Medical insurance is strongly recommended. In case of a medical emergency, La Paz has several reliable, private clinics, such as Clinica Alemana and CEMES. In big cities like La Paz, the pharmacies have a rota system whereby at least one will stay open for 24 hours a day. You can find familiar drugs without prescription here, and often the pharmacists can advise whether you need to see a doctor. In La Paz and Santa Cruz, English-speaking doctors are fairly easy to find. Remember to keep all receipts of treatment so you can claim back costs. In rural areas it is harder to find good medical facilities.
Food and Drink
Water used for drinking, brushing teeth or making ice should be boiled or otherwise sterilised (iodine tablets or tincture are good options). It is best to avoid drinking tap water entirely while in Bolivia. Bottled water is purified (though check the seal as they are sometimes refilled in stores). All branded milk products are pasteurised; powdered or tinned milk is also available. Only eat well-cooked meat and fish, and vegetables should be cooked and fruit peeled. Be wary of street stalls or anything that has been reheated.
Vaccinations for tuberculosis and hepatitis B are also sometimes recommended. Acute Mountain Sickness (AMS), commonly known as altitude sickness or soroche, can affect anyone and care should be taken. Symptoms include nausea, dizziness, loss of appetite, breathlessness, headaches and a rapid heartbeat. Drugs can be bought from local pharmacies, or you can try coca tea which the locals swear by. Allow time to acclimatise to high altitude, especially upon arrival in Altiplano cities.
Upset stomachs are common with travellers passing through Bolivia, caused either by contaminated food or water, or adjustment to new bacteria. Drink plenty of liquids and rehydration salts. If it continues for more than five days it’s best to consult a doctor.
Make sure to bring suntan lotion, especially when visiting Lake Titicaca or the Altiplano. While it may not be hot, the sun up here is strong and many people do not realise they are burning. Lotion can be expensive in the pharmacies, so bring your own from home.

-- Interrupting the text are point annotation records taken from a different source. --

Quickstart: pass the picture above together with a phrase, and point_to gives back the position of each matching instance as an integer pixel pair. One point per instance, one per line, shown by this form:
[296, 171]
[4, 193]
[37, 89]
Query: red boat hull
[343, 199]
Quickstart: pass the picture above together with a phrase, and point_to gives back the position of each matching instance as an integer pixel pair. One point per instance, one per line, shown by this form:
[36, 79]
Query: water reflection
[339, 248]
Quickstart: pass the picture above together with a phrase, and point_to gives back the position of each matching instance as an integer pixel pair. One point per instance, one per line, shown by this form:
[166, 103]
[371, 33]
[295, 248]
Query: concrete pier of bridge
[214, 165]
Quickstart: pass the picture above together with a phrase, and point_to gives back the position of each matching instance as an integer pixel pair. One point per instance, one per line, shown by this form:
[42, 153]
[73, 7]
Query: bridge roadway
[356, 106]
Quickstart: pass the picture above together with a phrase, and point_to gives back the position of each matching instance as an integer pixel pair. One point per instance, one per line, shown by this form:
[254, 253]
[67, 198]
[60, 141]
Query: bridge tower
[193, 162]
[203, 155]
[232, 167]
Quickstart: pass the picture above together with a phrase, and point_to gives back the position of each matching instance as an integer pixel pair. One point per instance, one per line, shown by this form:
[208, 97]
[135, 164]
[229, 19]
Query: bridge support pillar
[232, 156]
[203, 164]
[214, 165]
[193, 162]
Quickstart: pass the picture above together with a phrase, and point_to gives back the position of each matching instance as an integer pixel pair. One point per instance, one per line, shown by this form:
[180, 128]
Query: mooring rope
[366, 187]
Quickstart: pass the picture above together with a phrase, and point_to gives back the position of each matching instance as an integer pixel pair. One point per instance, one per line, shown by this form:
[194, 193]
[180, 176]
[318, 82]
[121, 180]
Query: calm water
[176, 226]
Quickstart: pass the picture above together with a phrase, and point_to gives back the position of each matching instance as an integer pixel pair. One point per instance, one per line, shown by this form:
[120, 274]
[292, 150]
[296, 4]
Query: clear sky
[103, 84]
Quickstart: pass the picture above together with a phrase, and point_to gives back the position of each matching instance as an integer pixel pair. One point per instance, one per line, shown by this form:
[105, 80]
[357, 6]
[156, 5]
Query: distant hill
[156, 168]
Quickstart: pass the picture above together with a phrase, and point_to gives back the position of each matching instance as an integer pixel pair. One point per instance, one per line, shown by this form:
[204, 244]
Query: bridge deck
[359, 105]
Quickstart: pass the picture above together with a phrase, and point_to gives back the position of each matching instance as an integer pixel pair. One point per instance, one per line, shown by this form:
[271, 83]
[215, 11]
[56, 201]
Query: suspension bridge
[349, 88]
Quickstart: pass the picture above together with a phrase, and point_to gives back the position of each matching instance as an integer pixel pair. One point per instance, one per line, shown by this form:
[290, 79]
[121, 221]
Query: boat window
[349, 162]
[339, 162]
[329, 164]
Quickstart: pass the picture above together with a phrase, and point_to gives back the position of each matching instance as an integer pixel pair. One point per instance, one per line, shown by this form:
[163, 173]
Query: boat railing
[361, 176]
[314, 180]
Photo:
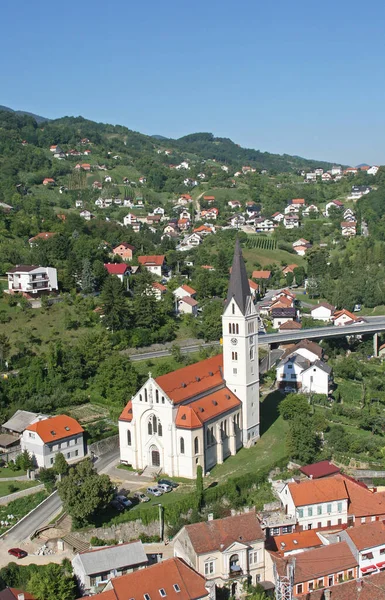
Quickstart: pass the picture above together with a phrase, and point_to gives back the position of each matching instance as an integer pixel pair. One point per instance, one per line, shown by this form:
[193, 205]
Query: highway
[373, 325]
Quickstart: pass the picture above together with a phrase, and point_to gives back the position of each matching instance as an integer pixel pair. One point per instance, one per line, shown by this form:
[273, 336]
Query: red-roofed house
[202, 413]
[225, 549]
[184, 290]
[124, 250]
[172, 579]
[48, 436]
[324, 468]
[188, 306]
[153, 263]
[118, 269]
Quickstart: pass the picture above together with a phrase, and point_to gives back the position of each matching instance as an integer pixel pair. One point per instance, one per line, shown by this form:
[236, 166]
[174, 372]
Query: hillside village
[141, 278]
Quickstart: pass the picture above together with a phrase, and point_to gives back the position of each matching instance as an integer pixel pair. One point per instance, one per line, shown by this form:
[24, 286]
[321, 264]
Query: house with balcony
[48, 436]
[367, 544]
[30, 279]
[226, 551]
[94, 568]
[316, 503]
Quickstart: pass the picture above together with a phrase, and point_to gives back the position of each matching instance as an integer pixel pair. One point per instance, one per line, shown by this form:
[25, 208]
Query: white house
[316, 379]
[226, 551]
[188, 306]
[291, 221]
[372, 170]
[95, 567]
[183, 291]
[334, 204]
[48, 436]
[29, 279]
[367, 544]
[310, 210]
[323, 311]
[202, 413]
[316, 503]
[154, 263]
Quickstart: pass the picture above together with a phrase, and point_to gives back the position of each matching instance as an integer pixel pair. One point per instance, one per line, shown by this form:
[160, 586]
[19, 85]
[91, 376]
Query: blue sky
[298, 77]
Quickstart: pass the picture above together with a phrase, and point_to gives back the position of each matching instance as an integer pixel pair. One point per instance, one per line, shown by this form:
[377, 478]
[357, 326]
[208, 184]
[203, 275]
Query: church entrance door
[155, 457]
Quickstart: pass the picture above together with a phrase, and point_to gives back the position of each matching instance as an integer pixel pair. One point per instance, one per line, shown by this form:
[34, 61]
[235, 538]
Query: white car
[125, 501]
[155, 491]
[164, 487]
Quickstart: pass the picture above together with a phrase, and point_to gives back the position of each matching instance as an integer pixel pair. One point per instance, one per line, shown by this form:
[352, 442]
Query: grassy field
[9, 487]
[268, 257]
[9, 472]
[38, 327]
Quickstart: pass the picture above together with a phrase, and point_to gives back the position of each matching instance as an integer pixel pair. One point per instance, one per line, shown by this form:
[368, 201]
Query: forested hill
[225, 150]
[197, 146]
[37, 118]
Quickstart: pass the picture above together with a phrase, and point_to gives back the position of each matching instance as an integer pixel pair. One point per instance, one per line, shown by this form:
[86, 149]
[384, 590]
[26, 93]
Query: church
[205, 412]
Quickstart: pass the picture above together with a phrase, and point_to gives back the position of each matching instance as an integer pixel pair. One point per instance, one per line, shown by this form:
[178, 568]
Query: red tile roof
[151, 261]
[126, 414]
[192, 380]
[188, 300]
[163, 575]
[324, 468]
[116, 268]
[261, 274]
[371, 587]
[56, 428]
[193, 415]
[188, 289]
[368, 535]
[300, 540]
[316, 491]
[218, 534]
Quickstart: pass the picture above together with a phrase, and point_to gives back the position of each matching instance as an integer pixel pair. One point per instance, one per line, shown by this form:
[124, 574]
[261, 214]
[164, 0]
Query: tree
[24, 461]
[84, 493]
[199, 487]
[114, 303]
[293, 406]
[5, 348]
[52, 583]
[60, 464]
[302, 441]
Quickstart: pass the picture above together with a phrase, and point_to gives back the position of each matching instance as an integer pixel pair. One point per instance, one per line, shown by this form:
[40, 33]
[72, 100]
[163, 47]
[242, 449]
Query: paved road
[38, 518]
[51, 507]
[373, 325]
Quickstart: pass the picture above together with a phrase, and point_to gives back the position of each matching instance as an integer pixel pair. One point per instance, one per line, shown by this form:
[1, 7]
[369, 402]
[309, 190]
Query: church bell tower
[240, 347]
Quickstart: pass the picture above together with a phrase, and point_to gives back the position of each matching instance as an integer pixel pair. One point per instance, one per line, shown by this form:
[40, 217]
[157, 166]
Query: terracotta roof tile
[193, 379]
[220, 533]
[314, 491]
[193, 415]
[166, 574]
[56, 428]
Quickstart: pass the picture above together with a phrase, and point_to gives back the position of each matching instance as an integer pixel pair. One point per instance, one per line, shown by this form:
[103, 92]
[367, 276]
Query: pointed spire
[239, 288]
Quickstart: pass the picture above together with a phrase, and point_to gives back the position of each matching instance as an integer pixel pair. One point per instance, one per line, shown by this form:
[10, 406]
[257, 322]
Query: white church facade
[205, 412]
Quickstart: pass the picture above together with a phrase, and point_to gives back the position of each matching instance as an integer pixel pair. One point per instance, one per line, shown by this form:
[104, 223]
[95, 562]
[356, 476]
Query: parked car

Take extra precautions to prevent against mosquito bites because of the risk of dengue fever in Eastern departments. Affected provinces are Beni, Chuquisaca, Cochabamba, La Paz, Pando, Santa Cruz and Tarija. If you’re going into the Amazon, anti-malaria tablets are necessary – check with your local travel clinic beforehand. Mosquito netting, repellent spray or lotion (with at least 35% DEET content) and electric plugs are the best types of repellent.
Rabies still exists in Bolivia, so if you’re spending time in remote areas or are in contact with animals, it’s worth having the vaccine.
Other health threats include stings and bites from insects which can be treatable by hydrocortisone from a local pharmacy. It is always best to bring a first aid kit with you, especially when travelling to remote areas. Antiseptic cream, insect repellent, waterproof plasters, surgical tape, antihistamine, rehydration salts, paracetamol and water sterilisation tablets are all useful.